My wife, a high school educator, was picking out her outfit for the next day’s work. She brought me the outfit she was putting together and asked me, “Does this match?” Instead of the traditional husband answer of “yes” (always the safest one), my answer was a typical answer of a graphic designer. I provided a detailed explanation that utilized my background in design to describe my reasoning of why the colors of her outfit don’t match. Amazingly enough, after my thorough explanation of color theory, she thanked me. She still asks me occasionally for advice on her outfits but not as much. I think she is either afraid of a long-winded response or figuring it out on her own.
Whether it be with patterns or colors, everybody utilizes matching skills in everyday life. So, is there a right way to match or is it by personal choice? My answer is a simple “YES”. It is both a personal choice and a correct way combined. For example: when designing for a client, one of the many questions to ask is a color preference. They may not prefer certain colors because it is used by a competitor or just a color they never liked. It is the task of a graphic designer to make the client’s choices of colors work whether they are compatible or not.
One choice of compatibility might be warm colors (reds, yellows, oranges, etc.) together or cool colors (greens, blues, purples, etc.), mostly because they share a common mix of colors. The use of a color wheel can be very helpful in the process. It will show those compatibilities using primary and secondary colors. Once you have your colors figured out, try using variations of them. Instead of green use a lime green, instead of red try a burgundy for a richer look.

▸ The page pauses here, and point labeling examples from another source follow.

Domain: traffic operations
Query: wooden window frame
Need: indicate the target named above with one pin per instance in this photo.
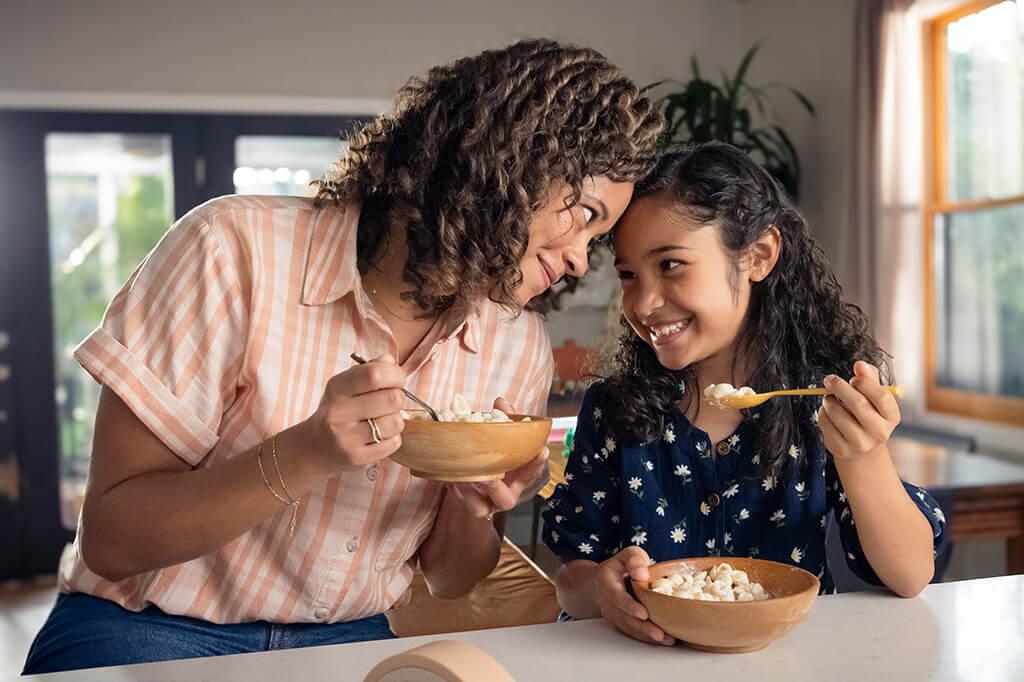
(964, 403)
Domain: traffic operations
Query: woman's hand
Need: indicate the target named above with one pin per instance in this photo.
(617, 606)
(861, 415)
(341, 431)
(486, 498)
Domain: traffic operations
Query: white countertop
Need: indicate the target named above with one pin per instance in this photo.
(972, 630)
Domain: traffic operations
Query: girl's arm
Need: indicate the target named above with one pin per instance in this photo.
(896, 537)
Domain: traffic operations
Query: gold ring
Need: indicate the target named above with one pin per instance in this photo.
(375, 431)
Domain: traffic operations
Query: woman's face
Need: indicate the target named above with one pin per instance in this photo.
(682, 293)
(559, 236)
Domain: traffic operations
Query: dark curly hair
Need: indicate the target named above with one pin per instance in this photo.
(473, 148)
(796, 330)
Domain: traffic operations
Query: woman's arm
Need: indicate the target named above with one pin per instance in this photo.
(144, 508)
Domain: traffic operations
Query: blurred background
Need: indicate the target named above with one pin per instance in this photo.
(898, 124)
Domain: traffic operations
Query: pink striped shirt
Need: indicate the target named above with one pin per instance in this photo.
(226, 334)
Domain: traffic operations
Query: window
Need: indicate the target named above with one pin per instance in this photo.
(974, 216)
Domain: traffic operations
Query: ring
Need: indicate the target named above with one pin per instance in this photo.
(375, 431)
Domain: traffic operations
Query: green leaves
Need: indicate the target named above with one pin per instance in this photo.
(701, 111)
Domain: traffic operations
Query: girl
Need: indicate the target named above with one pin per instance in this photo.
(722, 283)
(241, 496)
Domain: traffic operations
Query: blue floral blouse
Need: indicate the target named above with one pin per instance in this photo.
(674, 499)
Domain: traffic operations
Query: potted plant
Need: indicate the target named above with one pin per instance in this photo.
(700, 111)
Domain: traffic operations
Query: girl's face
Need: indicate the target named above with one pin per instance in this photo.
(682, 292)
(559, 236)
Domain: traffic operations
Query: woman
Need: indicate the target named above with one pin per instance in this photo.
(241, 497)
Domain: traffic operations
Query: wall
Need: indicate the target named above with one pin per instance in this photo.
(324, 48)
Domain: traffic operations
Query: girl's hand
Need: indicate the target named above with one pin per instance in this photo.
(861, 415)
(486, 498)
(339, 432)
(617, 606)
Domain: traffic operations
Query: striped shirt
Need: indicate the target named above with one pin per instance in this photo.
(227, 334)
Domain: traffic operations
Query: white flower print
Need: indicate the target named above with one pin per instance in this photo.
(683, 472)
(802, 492)
(639, 536)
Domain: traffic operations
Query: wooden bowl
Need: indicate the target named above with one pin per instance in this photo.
(732, 627)
(464, 452)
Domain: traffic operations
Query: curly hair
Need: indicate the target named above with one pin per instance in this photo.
(797, 328)
(472, 150)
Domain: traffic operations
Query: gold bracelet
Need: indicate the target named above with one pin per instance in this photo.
(266, 481)
(294, 504)
(273, 452)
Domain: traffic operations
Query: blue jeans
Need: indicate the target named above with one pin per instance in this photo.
(83, 631)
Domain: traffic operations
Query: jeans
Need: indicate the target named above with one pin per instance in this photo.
(83, 631)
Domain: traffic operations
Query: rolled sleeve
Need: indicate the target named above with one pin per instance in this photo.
(171, 341)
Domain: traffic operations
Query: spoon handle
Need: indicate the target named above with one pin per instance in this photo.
(412, 396)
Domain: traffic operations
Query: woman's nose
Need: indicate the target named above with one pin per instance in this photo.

Once the color choices have been made, your next variable relies on your audience. What is your client’s focus group? Is it moms, young children, teens, or elderly? If you decide on red, yellow, or orange, the primary bright versions may work for the young crowd but for parents or a slightly older audience, richer colors are ideal. Such as a deeper red like a burgundy, or a deeper version of yellow like ochre or a brighter rust for orange. For the elderly, perhaps choose a toned down or muted version of those colors to create a peaceful aesthetic.
So does it match? Ask the client and if they are unsure, make subtle suggestions and comparisons. Some may think they know; some may need a little push in the right direction and others may claim defeat and ask the expert (you) for advice.